We came back to New York after we shot the pilot to get our kids together, our things together, so that we could move out to L.A. in August to shoot the rest of the first season. We went to St. Martin in the Caribbean to celebrate and on the day we got back to New York, Jill reached up and felt a lump in her breast.

It was cancer. We lay down on our bed on West Eighty-ninth Street, pulled the shades and held hands in the dark. Jill was looking at the end of her life. I was looking at life without her. Like a drowning man, I watched all the scenes of our life together and realized how much of my identity had been tied up with this exquisite woman. Just standing next to her elevated what other people thought of me, what I thought of myself. I had cashed a lot of checks on that account. Not a pretty thought, but there it was.
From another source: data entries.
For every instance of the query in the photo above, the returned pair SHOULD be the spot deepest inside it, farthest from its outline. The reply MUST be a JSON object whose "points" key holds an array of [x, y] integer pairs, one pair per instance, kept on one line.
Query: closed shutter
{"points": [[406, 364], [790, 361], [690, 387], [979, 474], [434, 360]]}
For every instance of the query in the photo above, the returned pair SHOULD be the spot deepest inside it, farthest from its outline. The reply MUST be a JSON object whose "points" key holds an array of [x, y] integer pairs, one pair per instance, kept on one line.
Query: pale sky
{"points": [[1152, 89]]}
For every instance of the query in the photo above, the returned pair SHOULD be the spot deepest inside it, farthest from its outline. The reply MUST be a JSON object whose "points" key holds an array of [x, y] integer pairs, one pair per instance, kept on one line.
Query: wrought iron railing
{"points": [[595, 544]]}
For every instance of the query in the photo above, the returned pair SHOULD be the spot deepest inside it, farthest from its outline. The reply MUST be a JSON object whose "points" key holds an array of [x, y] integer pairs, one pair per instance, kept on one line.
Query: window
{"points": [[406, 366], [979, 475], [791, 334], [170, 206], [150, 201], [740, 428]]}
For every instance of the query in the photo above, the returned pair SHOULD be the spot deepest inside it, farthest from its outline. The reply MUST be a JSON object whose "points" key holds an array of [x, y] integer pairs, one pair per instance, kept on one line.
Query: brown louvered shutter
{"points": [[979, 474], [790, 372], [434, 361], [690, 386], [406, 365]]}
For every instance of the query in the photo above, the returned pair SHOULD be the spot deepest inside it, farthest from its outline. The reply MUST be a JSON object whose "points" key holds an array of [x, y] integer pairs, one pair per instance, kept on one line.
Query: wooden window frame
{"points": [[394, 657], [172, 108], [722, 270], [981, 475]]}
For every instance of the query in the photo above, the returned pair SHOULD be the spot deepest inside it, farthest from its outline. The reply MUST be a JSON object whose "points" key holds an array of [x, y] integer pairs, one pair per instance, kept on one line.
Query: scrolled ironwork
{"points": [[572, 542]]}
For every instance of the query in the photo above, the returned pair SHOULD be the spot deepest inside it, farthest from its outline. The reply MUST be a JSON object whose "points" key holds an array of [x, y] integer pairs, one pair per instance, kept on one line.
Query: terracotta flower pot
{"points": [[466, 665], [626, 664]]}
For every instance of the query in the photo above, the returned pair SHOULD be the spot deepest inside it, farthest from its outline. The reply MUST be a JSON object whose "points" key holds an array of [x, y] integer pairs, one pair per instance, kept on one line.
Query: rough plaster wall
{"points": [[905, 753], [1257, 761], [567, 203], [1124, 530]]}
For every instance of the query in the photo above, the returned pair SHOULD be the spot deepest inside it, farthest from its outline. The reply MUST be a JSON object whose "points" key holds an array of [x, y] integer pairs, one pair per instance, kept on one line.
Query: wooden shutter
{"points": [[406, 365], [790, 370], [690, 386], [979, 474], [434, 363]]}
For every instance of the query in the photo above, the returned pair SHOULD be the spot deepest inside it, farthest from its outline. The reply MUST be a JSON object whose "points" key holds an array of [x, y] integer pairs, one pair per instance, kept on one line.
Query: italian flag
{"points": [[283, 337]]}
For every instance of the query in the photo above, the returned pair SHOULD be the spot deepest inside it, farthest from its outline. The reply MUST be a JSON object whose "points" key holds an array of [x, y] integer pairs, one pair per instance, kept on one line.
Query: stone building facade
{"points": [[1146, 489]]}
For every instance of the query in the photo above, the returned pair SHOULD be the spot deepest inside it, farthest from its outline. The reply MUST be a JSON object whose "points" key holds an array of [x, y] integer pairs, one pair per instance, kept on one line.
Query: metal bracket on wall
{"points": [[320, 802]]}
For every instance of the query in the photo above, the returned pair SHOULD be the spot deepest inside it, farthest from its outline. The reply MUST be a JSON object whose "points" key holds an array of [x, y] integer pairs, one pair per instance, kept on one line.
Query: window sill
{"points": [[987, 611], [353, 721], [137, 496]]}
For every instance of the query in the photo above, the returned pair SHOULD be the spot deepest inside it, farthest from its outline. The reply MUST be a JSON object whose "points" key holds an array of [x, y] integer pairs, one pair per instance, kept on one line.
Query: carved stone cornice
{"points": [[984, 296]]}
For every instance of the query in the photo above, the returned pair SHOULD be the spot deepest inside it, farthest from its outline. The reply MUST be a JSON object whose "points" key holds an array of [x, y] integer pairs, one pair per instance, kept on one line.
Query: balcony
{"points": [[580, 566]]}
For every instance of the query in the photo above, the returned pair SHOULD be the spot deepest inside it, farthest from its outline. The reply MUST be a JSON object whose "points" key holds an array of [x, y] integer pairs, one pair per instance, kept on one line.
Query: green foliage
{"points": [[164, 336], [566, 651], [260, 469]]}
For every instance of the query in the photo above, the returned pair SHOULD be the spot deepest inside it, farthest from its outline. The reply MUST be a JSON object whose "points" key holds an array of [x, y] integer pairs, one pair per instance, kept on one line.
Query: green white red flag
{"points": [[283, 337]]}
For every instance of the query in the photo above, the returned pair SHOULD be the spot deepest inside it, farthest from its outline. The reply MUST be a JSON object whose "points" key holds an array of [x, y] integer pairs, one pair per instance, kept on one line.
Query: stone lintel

Jill had her operation at Mt. Sinai in New York. Two weeks later she would have her first radiation appointment at UCLA—on the very same day L.A. Law went into production. We packed up, calmed our terrified children and got on the plane for L.A. This time we weren’t only changing coasts, jobs, schools, lifestyles and friends; we were also taking on a new life partner: cancer. This partner would radically change the way we looked at ourselves, our relationship, our future together—everything. Eventually—once we accepted it—cancer taught us how to live.

The sun appeared over the top of the mountain a little after eight and I got in the car and went down to our little village. I had an espresso at the bar; then I had another. I was too shy to start a conversation with the barista, so I pretended to read a local newspaper in which every fifth or sixth word made sense. After the morning crowd thinned out a bit I summoned up the courage to talk. I opened with my well-practiced phrase of self-abasement: “I’m so sorry, I’m an American, I don’t speak very well in Italian. . . .” This always worked. The barman lit up and we had a third-grade-level conversation in Italian in which I asked him if he could tell me where to buy the best local olive oil. He launched into a vivid description, with maps drawn on paper napkins, of where he thought I should go.

I wanted to take as much of Umbria back with me to California as I could fit into my suitcase. I found the olive oil outlet, where they also had some chestnut honey the region is known for and some cellophane bags of strangozzi, the local pasta. Then I stopped at a house—right on our road—that had a sign out front advertising fresh truffles. It turned out to be quite a serious operation—aluminum bins of truffles with the earth still clinging to them, scales to calculate their worth down to the smallest gram and a shrink-wrap machine so that people like me could travel without creating too much of a stink. I bought six beautiful specimens, each about the size of a billiard ball, to smuggle through customs. I went to the wine store to pick up six bottles of Montefalco Rosso. It’s a wonderful wine, which I hoped would taste as good when I got it back to California.

I went back to the house with my booty and stuffed it all into the suitcase, among the few clothes I had with me. I locked up, closed the shutters and drove off to the airport in Rome, bidding arrivederci to our little Rustico until we’d be back in September.